Lo que pasa es que vi el partido. Y debo admitir, como aficionado a un deporte tan elitista como el tenis (un rollo muy chileno: no sienten esa barrera de clase cuando se refiere al apoyo de tenistas nacionales, aunque no debes mencionarle que los dos jugadores que representan a su país vienen de familias cuicas (fresas)), que ha sido una de las contiendas más dramáticas que jamás haya visto. Una prueba de resistencia. El tipo había jugado la noche anterior, una partida de dobles -por la cual también obtuvieron la medalla de oro, dicho sea de paso- y si alguien sabe la cantidad de energía que se gasta en el tenis, sabría que uno no se recupera de un juego de la noche a la mañana. Pues ahí estaba Nicolás Massú, a las doce del día, listo para seguir jugando; lesionado, con severos dolores musculares, se aventó cinco sets super reñidos contra un gringo que dio lata hasta el final. Podían verse los públicos de distintas nacionalidades unidos al apoyo de este tenista. Fue como ver Karate Kid, versión tenis. Fue un alivio verlo ganar. Pero luego recordé cómo celebran los chilenos este tipo de triunfos. Ya han pasado cuatro horas desde el triunfo, y los carros siguen pitando.
Se dirigen a Plaza Italia, centro neurálgico de la ciudad de Santiago, sitio en donde se encuentran todos los barrios de la ciudad. De Plaza Italia para arriba, se encuentran los cuicos; de Plaza Italia para abajo, el pueblo. Todos se encuentran en la Plaza para celebrar juntos, cualquier cosa. Imagino que se ha de haber puesto buena la fiesta cuando por fin sacaron a Pinochet del poder. Aunque ahorita recuerdo que salió con un 40% del pueblo a favor de que se quedara. Este es un país muy extraño.
Lleno de contradicciones. Una casta militar que se merece el respeto de todo el país, una aristocracia militar que rinde honor a la historia guerrera y agresiva del chileno. Porque los chilenos son aguerridos, un ejército de ofensiva que siempre está listo para sacar las garras y ponerse al tú por tú con los peruanos o los bolivianos.
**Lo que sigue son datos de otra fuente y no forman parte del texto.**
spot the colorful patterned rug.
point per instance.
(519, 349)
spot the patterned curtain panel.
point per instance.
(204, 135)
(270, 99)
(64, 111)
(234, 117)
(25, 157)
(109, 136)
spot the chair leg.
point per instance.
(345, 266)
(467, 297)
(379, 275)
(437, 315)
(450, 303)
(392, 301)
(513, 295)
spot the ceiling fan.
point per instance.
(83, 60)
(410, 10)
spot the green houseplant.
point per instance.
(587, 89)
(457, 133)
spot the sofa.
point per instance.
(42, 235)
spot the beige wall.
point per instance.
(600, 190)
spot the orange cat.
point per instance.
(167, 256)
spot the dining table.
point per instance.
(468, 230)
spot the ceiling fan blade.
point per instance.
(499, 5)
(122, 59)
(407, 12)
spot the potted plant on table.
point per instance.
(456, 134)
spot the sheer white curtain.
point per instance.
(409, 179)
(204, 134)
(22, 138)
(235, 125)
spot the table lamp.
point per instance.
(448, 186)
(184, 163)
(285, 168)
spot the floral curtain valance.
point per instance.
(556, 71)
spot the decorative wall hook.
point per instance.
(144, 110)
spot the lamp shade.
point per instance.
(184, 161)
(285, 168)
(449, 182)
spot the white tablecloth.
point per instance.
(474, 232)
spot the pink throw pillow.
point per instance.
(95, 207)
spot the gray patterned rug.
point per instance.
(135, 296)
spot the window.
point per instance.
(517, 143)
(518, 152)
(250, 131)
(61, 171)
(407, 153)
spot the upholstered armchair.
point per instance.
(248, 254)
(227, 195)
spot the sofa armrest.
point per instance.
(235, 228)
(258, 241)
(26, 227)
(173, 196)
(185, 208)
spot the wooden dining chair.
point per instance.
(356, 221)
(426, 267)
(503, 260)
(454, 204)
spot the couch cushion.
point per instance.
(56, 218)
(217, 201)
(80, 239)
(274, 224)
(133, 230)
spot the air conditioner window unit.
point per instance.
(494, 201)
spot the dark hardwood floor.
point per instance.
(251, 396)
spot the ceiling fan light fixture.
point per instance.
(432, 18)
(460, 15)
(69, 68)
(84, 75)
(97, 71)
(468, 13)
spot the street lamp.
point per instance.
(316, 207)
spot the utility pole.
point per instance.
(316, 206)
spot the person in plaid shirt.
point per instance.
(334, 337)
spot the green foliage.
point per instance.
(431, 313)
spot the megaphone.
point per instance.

Una sociedad compuesta por lo que son probablemente los latinoamericanos más hermosos del mundo, hombres y mujeres, que los hace, creo yo, racistas por naturaleza, y clasistas, homofóbicos y machistas por una especie de consenso social.
Y con un sentido de la democracia que no les impide encontrarse en constante diálogo y consenso, pero que también poseen un cuerpo policíaco cuyo lema es Orden y Patria (yikes!). Que tienen el testimonio de toda una generación de políticos que vivieron la persecución y la tortura del régimen de Pinochet, pero cuyas cabezas principales aun se encuentran en el poder. Creo, incluso, que entre este tipo de consensos, se encuentra la conciencia de un país culturalmente aislado, con la mira románticamente puesta en el viejo mundo como ideal (aquí el brit pop y The Cure son la neta. Lo único que marca culturalmente de los Estados Unidos es el hip hop, pero es para los barrios que se sienten malillas y creen que viven en la violencia y la marginación social. Ya los quisiera ver en un barrio de Mexicali, o poniéndose al tú por tú con un punketo del D.F.), pero con el constante recordatorio que no van a ser tan culturalmente presentes como los argentinos. País de poetas, sí, pero por tradición. Nadie, o pocos, narran este mundo, acá en Chile. Cuando me dirigí a Plaza Italia para ver el marasmo de gentes y banderas y perros asustados, quedé casi con la certeza de que nadie se animará a lograr un testimonio narrativo de esta experiencia. Al final, sólo quedan unas cajitas de Parmalat con vino Concha Y Toro, aplastadas en la calle.
Es bien extraño este TeletubbieLand de país.